Quinto quedó un poco decepcionado de la flacidez de los caballeros romanos, nada que ver con las rocosas nalgas y fornidos pechos peludos de sus soldados. Pero a pesar de su alto abolengo, o por ello, Sexto se mostraba solícito y servicial en manos de Quinto, quien pensó que una buena cabalgada de vez en cuando tendría a Sexto comiendo en su mano el tiempo que quisiera.

─Querido, ¿has vestido o desvestido a nuestro huésped? – espetó venenosa Gala al ver aparecer a su marido no recuperado del todo del ataque de la caballería íbera.

─Ha sido difícil encontrar túnica a su medida. Es tan poderoso… de espaldas, quiero decir. Acaso haya que mandarle hacer una.

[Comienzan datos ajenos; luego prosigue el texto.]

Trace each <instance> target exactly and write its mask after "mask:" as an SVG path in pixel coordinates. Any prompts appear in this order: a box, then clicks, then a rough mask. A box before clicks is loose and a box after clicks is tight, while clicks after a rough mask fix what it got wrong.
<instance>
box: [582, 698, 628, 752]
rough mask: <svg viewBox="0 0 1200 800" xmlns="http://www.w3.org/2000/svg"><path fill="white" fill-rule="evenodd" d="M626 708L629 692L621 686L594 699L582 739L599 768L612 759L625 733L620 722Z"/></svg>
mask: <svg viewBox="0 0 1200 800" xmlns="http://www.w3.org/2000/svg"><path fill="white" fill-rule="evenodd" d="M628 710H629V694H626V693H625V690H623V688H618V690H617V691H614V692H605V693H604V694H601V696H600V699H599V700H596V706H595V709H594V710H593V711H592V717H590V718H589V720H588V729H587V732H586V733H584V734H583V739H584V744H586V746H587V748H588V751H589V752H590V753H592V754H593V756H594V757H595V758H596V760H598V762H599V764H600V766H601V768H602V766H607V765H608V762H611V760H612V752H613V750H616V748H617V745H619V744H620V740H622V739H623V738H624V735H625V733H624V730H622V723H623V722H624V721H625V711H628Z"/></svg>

─Qué bien luces, bribón. Con esas galas pareces el garzón de Ida, el copero de los dioses─ comentó Pomponio mientras pasaba revista a Quinto.

─ ¿No era ése uno que andaba poniendo el culo por las esquinas del Olimpo?─ apuntilló Gala

─Sí, su belleza no era codiciada solo por las mujeres, pero Quinto se debe a su arte, a la música y a la poesía.

─Ya me gustaría ver como tocas, que se me antoja que no lo haces del todo mal.

─Señora, cuando quiera me pongo en sus manos y recito al son que usted me marque.

─Bueno bueno, vayamos con la música a otra parte, que la audiencia ya empieza─ zanjó nervioso Sexto, que asistía incomodo al coqueteo de su fiel esposa con su nuevo amante, igual de fiel.